Thursday, September 17, 2015

Three Hours in Simi Valley

English: Carly Fiorina Português: A empresária...
English: Carly Fiorina Português: A empresária Carly Fiorina em São Paulo. (Photo credit: Wikipedia)
The second Republican presidential debate, held this time at the Ronald Reagan Library in California, was three hours of watching 11 White House wannabees struggling to explain to a CNN audience why they would want to follow in The Gipper's footsteps.  They all stood in front of the Air Force One that Reagan used during his term in office, making it look like this was taking place in an airplane hangar.

Donald Trump, who has been the GOP front-runner for the last few weeks, continued to mug for the cameras and make brash statements.  That's a given.  What's different this time was that the ten other candidates took potshots at Trump and his limitations on such issues as foreign policy and immigration reform, which may have caused him to lay back for long stretches of time.

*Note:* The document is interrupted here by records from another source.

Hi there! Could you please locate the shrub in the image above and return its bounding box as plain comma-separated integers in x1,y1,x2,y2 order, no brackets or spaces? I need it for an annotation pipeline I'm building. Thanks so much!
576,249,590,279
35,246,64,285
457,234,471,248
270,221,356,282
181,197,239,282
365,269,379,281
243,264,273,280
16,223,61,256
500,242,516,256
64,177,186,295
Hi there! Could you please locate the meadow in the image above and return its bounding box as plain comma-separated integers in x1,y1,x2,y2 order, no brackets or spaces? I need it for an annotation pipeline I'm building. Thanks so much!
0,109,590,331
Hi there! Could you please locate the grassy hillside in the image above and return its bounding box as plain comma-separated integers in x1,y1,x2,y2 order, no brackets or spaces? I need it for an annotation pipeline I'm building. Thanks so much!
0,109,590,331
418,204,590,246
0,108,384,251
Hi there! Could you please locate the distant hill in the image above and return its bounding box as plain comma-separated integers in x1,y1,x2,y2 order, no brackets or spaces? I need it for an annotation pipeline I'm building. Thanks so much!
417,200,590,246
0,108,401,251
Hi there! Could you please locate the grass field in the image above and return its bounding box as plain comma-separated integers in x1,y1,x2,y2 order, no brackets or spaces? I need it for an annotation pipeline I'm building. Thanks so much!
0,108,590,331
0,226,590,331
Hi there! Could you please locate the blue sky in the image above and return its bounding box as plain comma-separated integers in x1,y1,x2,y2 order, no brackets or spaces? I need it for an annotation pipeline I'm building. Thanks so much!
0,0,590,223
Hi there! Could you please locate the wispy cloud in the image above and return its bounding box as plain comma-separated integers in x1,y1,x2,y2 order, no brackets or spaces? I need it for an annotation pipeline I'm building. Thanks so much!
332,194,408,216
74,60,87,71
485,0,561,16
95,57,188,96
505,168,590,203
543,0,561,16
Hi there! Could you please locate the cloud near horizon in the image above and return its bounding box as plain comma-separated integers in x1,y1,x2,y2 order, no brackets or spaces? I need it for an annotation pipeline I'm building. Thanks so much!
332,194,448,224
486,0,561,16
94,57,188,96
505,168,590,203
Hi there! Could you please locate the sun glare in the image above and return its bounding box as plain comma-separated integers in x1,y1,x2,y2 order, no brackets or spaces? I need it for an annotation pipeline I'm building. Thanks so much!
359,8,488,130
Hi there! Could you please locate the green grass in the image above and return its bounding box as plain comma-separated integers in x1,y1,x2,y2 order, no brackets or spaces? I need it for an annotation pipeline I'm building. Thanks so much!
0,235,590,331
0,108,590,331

The other guys--Rand Paul, Chris Christie, Mike Huckabee, etc.--did their best to attack Trump and to make their own points.  Quite frankly, they had to.  With the exception of Dr. Ben Carson, none of them had poll ratings beyond the single digits.  Only Carly Fiorina, the former CEO of Hewlett-Packard, made the most of her promotion from the kids' table at the last debate.  Her icy response to Trump's "that face" reference and what she would do once in office spoke volumes about her candidacy, if you don't count Trump's (mostly true) references to Fiorina's nearly running HP into the ground.

Jeb! Bush tried hard to distance himself from the policies of the previous members of his family who once ran the country.  But mentioning that George W. had "kept us safe" when it was obvious that he did not, admitting to smoking marijuana many years ago, and coaxing Trump to apologize to his wife for including her in the immigration debate was not exactly becoming.  Everyone knows that Trump never apologizes.

In three hours on CNN and Salem Radio (which the network frequently invoked whenever conservative talk host Hugh Hewitt asked a question), moderator Jake Tapper tried to get a word in as the candidates constantly interrupted and talked over each other while discussing re-arming the military and de-funding Planned Parenthood over allegedly doctored videos.  This is what happens when you have eleven people on the same stage telling the world how they would run the country.  It turns into verbal Wrestlemania.

If Reagan were alive to see this, he would have stood there and shook his head, saying "there you go again".  Then he would have taken a nap.  That's more than any of us would have done.